Three-day repeated exposures
Fish were randomly assigned to a control tank (N=2 per trial) or noise exposed treatment tank (N=2 per trial) 18 h prior to noise exposure (Fig. 1A,B). The noise exposed fish was subjected to a 3-day repeated boat noise exposure while the control was simultaneously held in quiet conditions. Immediately after each trial, one fish from each treatment (one fish from the control treatment and one fish from the noise exposed treatment) was immediately euthanized to quantify hair cell density on the left saccule (Fig. 1C) and to quantify apoptotic cells on the right saccule (Fig. 1C). The remaining two individuals (one fish from the control treatment and one fish from the noise exposed treatment) received AEPs to assess hearing thresholds. The order of fish tested first was randomly selected and the second AEP was conducted at the conclusion of the first AEP (Fig. 1D).
Histology
After euthanasia, heads with cracked otic capsules were fixed in 4% methanol-free paraformaldehyde for 3 to 5 days before excision of saccular maculae for phalloidin and Terminal dUTP Nick-End-Labeling (TUNEL). Cell counts were conservative; images with artifacts (overexposure, tears, or regions covered by excess tissue that obscured hair cells) were re-imaged if possible or not included in cell counts.
Hair cell density assessed with phalloidin labeling
To visualize sensory hair cells of the left saccular macula, filamentous actin (F-actin) was labeled with Alexa Fluor 488 phalloidin (Invitrogen, Molecular Probes Inc., Eugene, OR, USA) according to the manufacturer’s protocol. Saccules were excised and rinsed in pre-warmed phosphate buffered saline (PBS) three times for 2 min each. Isolated saccules were placed in 4% methanol-free formaldehyde for 15 min at room temperature. A volume of 0.5 µl of 400× phalloidin stock solution was diluted in 200 µl of PBS and applied to saccules on glass slides and allowed to incubate in a humidified chamber for 60 min. After incubation, saccules were rinsed in PBS two times for 5 min each before being mounted on glass slides and cover slipped with CytoSeal 60 (Electron Microscopy Sciences, Hatfield, PA, USA). Sensory hair cells were viewed under a 40× objective using a green fluorescent protein (GFP; excitation 450–490 nm, emission 500–550 nm) filter of a Leica DM 2500 LED microscope and imaged using a Leica MC170 HD camera. Six 200×200 µm designated regions of the saccule were imaged (Fig. 3A, pink squares). Regions selected (H1, H2, H3 and H4 located in the ‘head’ region, and T1 and T2 in the ‘tail’ region, respectively; Fig. 3) were based on previously described ciliary bundle orientation patterns (Ramcharitar et al., 2001). This histology protocol was completed on the left saccular macula for both 15-min and 3-day exposure experiments. Region images were counted manually using the ‘cell counter’ plugin in Fiji-ImageJ version 2.3.1 software.
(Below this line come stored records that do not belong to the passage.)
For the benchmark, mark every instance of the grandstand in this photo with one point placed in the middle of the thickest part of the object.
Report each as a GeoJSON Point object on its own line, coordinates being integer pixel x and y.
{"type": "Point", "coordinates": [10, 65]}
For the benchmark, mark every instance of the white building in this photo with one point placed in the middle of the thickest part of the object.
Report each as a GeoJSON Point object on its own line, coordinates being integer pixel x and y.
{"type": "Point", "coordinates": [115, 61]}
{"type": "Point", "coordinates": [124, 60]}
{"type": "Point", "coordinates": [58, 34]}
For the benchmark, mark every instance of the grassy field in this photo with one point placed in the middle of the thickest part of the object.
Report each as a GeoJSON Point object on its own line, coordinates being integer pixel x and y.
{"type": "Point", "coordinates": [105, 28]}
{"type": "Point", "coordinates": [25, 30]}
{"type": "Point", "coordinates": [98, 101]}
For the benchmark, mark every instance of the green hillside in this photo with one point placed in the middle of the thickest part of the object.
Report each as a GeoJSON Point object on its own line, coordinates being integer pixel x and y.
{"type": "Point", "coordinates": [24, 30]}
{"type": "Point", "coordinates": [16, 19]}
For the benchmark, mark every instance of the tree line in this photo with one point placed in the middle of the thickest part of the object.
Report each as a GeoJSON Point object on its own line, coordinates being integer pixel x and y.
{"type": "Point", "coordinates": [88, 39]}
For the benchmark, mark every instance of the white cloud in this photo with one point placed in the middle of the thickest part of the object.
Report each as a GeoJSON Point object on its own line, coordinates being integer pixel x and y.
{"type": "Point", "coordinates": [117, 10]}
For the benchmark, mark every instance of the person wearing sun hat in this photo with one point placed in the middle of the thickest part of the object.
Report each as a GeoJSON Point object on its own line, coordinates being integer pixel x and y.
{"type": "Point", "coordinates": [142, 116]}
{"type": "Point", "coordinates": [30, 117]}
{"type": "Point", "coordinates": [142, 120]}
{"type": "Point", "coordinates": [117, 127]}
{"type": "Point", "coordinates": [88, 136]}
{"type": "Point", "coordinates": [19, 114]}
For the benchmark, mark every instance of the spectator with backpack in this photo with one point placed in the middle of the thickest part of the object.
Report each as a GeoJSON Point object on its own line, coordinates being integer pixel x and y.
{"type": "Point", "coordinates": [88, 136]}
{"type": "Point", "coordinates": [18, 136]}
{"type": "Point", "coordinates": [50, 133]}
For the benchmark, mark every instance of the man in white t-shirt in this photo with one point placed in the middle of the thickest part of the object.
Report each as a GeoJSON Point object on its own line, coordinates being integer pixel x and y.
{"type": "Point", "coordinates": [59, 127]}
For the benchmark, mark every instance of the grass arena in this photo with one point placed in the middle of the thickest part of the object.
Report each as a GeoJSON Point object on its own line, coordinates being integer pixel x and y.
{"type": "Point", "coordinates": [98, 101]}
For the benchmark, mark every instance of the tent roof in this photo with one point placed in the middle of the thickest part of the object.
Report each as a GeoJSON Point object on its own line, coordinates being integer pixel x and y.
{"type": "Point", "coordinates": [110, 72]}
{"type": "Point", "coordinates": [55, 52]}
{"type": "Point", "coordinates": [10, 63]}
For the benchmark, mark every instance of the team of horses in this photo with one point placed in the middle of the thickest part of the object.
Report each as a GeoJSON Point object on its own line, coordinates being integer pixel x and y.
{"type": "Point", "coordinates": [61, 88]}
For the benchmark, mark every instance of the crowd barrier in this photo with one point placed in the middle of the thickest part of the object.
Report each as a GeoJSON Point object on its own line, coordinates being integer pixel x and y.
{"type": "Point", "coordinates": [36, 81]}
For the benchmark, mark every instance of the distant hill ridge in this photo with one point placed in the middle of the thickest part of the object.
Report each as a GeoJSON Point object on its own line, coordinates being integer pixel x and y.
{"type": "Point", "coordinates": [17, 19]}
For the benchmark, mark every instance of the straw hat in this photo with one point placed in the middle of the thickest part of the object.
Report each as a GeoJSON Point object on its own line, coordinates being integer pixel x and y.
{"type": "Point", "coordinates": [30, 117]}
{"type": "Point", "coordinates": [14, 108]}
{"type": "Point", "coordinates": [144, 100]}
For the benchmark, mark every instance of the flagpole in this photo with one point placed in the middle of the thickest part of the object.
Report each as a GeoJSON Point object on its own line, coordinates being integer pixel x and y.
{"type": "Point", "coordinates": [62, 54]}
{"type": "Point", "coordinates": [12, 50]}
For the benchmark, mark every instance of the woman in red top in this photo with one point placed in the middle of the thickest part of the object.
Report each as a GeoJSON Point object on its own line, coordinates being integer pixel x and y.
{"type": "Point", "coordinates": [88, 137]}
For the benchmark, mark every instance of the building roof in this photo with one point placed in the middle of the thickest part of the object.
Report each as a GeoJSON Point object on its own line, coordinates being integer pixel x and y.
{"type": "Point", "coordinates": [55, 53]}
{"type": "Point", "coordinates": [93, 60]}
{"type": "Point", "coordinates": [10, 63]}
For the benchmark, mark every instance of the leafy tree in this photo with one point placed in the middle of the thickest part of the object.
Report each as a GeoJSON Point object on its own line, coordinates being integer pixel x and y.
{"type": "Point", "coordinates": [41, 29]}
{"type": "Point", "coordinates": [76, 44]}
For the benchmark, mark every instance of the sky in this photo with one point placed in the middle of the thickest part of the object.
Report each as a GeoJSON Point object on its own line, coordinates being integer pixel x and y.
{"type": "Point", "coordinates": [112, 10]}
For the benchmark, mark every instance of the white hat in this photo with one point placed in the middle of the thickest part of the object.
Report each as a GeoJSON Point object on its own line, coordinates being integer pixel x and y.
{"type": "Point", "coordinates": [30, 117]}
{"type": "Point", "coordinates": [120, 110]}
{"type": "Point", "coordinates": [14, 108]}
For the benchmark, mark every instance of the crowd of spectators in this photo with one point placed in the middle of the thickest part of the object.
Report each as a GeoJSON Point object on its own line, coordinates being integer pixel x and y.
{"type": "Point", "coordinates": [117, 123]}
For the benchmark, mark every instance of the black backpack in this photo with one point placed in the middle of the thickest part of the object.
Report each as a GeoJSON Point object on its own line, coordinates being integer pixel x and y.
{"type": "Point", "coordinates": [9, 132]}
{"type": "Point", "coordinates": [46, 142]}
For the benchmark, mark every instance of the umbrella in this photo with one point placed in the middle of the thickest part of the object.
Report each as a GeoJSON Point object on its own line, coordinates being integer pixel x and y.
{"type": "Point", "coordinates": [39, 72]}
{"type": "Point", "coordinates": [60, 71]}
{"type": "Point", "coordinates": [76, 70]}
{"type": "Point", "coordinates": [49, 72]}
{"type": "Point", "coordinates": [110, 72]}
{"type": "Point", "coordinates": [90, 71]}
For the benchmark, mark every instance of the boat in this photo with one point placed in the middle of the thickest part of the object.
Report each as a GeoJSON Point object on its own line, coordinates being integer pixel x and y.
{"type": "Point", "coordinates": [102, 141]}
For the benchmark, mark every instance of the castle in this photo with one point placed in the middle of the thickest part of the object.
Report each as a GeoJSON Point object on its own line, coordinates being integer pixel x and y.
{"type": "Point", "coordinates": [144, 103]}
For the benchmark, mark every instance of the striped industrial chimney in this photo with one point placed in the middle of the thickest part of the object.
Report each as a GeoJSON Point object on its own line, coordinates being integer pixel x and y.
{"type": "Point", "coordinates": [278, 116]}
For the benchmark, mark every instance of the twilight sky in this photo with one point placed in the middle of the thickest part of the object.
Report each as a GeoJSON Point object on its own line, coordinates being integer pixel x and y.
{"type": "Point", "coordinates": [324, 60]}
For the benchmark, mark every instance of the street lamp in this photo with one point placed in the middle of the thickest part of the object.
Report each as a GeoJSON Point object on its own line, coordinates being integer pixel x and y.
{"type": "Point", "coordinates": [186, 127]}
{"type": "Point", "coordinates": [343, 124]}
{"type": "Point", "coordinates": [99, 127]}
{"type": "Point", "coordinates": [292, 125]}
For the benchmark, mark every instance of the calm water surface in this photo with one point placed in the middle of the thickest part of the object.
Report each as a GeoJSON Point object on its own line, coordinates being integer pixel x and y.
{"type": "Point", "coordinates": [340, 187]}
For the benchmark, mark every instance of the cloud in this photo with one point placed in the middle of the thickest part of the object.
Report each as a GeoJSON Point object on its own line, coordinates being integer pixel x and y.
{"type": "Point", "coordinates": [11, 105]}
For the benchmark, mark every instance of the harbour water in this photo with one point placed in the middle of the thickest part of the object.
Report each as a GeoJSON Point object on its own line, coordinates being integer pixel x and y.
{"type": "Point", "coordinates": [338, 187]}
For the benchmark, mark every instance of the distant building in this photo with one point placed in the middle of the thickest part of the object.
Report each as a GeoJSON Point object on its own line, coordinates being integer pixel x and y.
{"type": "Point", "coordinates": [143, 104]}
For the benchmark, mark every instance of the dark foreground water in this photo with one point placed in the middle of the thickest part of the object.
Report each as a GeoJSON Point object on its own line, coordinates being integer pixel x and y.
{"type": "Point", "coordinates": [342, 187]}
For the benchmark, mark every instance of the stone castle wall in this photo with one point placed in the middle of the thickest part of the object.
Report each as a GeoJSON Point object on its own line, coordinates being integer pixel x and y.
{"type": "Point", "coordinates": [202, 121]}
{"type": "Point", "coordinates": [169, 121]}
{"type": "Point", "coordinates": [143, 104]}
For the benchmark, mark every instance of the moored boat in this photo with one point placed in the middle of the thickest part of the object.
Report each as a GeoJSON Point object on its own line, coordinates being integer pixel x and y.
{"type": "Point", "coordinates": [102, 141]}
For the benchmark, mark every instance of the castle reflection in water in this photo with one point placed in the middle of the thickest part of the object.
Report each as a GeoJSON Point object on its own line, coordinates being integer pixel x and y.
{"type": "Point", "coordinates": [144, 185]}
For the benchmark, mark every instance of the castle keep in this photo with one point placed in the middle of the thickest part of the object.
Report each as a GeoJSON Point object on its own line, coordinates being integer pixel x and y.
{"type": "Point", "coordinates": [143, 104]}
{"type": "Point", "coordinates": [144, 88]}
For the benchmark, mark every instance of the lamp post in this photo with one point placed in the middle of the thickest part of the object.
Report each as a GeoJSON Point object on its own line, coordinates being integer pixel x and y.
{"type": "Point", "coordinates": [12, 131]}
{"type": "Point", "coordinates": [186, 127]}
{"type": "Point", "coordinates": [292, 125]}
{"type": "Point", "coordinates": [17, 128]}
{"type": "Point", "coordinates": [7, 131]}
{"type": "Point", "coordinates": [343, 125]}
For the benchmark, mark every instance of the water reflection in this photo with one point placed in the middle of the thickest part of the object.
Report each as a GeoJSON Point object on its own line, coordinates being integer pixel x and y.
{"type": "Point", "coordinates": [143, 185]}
Apoptotic cells assessed with TUNEL labeling
Right saccular maculae of 3-day experiment individuals were processed for TUNEL according to manufacturer protocols (Uribe et al., 2013; ApopTag Fluorescein In Situ Apoptosis Detection kit S7110; CHEMICON/Millipore, Billerica, MA, USA). Right saccular maculae were excised and permeabilized with proteinase K (10 µg ml−1) for 25 min at room temperature. Maculae were then refixed in 4% methanol-free paraformaldehyde for 20 min and then rinsed in PBS three times for 5 min each. Saccules were properly oriented on glass slides, counterstained with DAPI (MBD0020, Sigma-Aldrich) and mounted under glass coverslips with CytoSeal. TUNEL-labeled cells were viewed and imaged under a 40× objective first using a GFP filter and second using a DAPI filter (DAPI; excitation 325–375 nm, emission 435–485 nm). Two images were taken per region: one under GFP and one under DAPI. These images were then merged and composited in Fiji-ImageJ and apoptotic cells were manually counted. Selected saccular regions (200×200 µm) are the same as those described above (Fig. 3B).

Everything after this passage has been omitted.